Triglyceride Level Generation Algorithm: A function generates triglyceride levels based on age and BMI category using a stratified probabilistic approach. Parameters for triglyceride levels are defined for each BMI category, with age adjustments for probabilities. Values are generated using uniform distributions and integrated into the main dataset with pandas' apply method.
HDL Cholesterol Generation Algorithm: A function generates HDL cholesterol levels based on age, gender, and BMI category using a probabilistic approach. Gender-specific thresholds and age adjustments are applied to generate values, reflecting realistic distributions. This function uses NumPy for random generation and integrates with the main dataset using pandas' apply method.
High Blood Pressure Assignment Algorithm: A function assigns high blood pressure status based on age and BMI category using a probabilistic approach. Base probabilities and age adjustments are applied, with random generation determining the status. This binary status is integrated into the dataset using pandas' apply method.
Identifying Metabolic Syndrome and Standardizing Dataset Columns: This code identifies individuals with metabolic syndrome using a function that checks for five criteria: abdominal obesity, elevated triglycerides, reduced HDL cholesterol, elevated blood pressure, and elevated fasting glucose. Meeting at least three criteria classifies an individual as having metabolic syndrome. The function is applied to each row, creating a new Metabolic_Syndrome column. The code also standardizes column names for consistency and performs initial data exploration, preparing the dataset for further analysis.
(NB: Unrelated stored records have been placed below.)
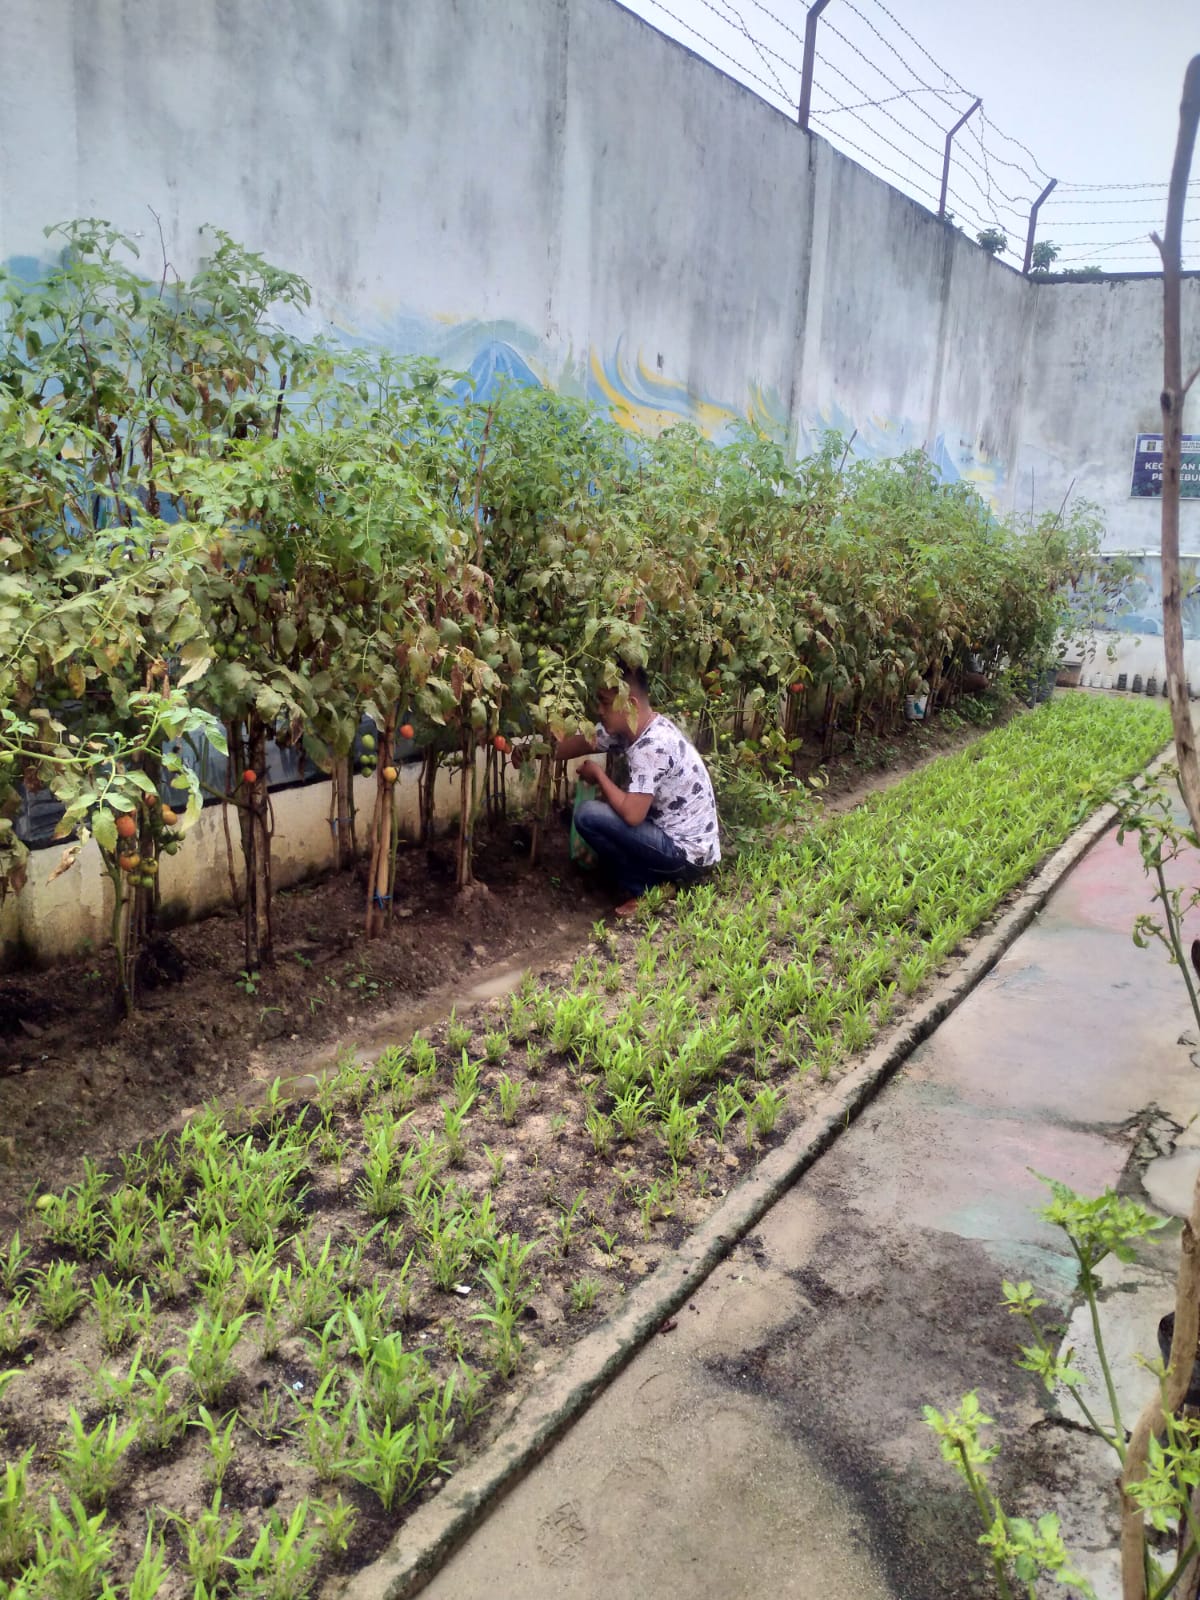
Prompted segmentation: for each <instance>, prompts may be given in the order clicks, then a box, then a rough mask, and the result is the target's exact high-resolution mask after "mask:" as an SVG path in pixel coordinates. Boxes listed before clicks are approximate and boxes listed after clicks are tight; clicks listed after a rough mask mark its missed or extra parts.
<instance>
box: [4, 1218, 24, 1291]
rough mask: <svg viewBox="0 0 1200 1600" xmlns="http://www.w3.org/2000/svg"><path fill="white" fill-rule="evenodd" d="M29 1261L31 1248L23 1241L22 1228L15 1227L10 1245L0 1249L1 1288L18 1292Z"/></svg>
mask: <svg viewBox="0 0 1200 1600" xmlns="http://www.w3.org/2000/svg"><path fill="white" fill-rule="evenodd" d="M27 1262H29V1248H27V1246H24V1245H22V1243H21V1229H19V1227H14V1229H13V1235H11V1238H10V1240H8V1245H6V1246H5V1250H3V1251H0V1290H3V1293H5V1294H16V1291H18V1286H19V1283H21V1278H22V1277H24V1272H26V1264H27Z"/></svg>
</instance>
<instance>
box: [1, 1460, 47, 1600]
mask: <svg viewBox="0 0 1200 1600" xmlns="http://www.w3.org/2000/svg"><path fill="white" fill-rule="evenodd" d="M32 1461H34V1446H32V1445H30V1448H29V1450H27V1451H26V1453H24V1454H22V1456H18V1459H16V1461H6V1462H5V1469H3V1477H0V1582H3V1581H5V1579H6V1578H10V1576H14V1574H16V1573H19V1571H21V1570H22V1568H24V1566H26V1563H27V1562H29V1560H30V1558H32V1555H34V1550H35V1547H37V1534H38V1528H40V1526H42V1512H40V1507H38V1504H37V1499H35V1496H34V1491H32V1486H30V1482H29V1467H30V1464H32ZM10 1592H11V1590H10Z"/></svg>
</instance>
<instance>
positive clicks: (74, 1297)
mask: <svg viewBox="0 0 1200 1600" xmlns="http://www.w3.org/2000/svg"><path fill="white" fill-rule="evenodd" d="M35 1293H37V1304H38V1310H40V1312H42V1320H43V1322H45V1323H46V1326H48V1328H56V1330H58V1328H66V1326H67V1323H69V1322H70V1320H72V1317H74V1315H75V1312H77V1310H78V1309H80V1306H83V1302H85V1301H86V1298H88V1294H86V1290H83V1288H82V1286H80V1282H78V1267H77V1266H75V1262H74V1261H53V1262H51V1264H50V1266H48V1267H46V1269H45V1270H43V1272H40V1274H38V1275H37V1291H35Z"/></svg>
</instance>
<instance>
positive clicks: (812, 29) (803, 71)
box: [797, 0, 829, 133]
mask: <svg viewBox="0 0 1200 1600" xmlns="http://www.w3.org/2000/svg"><path fill="white" fill-rule="evenodd" d="M827 5H829V0H813V3H811V5H810V8H808V19H806V21H805V66H803V72H802V77H800V114H798V117H797V122H798V123H800V126H802V128H803V130H805V133H808V107H810V104H811V101H813V62H814V59H816V19H818V18H819V16H821V13H822V11H824V10H826V6H827Z"/></svg>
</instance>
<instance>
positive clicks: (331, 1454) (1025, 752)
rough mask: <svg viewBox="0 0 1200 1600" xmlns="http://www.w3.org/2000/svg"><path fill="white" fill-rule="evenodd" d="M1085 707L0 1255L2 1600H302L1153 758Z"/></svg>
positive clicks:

Metabolic Syndrome Classification Algorithm: A function classifies individuals for metabolic syndrome using clinical criteria, applying gender-specific thresholds for waist circumference and HDL cholesterol. The function is applied to each dataset row, generating a binary classification. The overall prevalence of metabolic syndrome is calculated and printed, along with a sample of the updated dataset.
Data Visualization of Health Metrics by BMI: A comprehensive data visualization strategy analyzes the relationship between BMI and various health metrics, segregated by gender. Data aggregation, dual-line plots, and fine-tuning of plot aesthetics facilitate efficient visualization of complex relationships, enabling quick identification of trends and gender-specific patterns.
Data Visualization of Health Metrics by Age: A similar data visualization strategy analyzes the relationship between age and various health metrics, segregated by gender. Age-based aggregation and dual-line plots reveal age-related health trends, providing insights for age-specific health interventions.
Comparative Analysis of Synthetic Data against NHANES Reference: A data analysis algorithm compares the synthetic dataset with NHANES reference data, focusing on key health metrics. Percentage calculations and deviation measures provide insights into the alignment and deviations of the synthetic data from real-world statistics. This approach helps refine the data generation process for accuracy.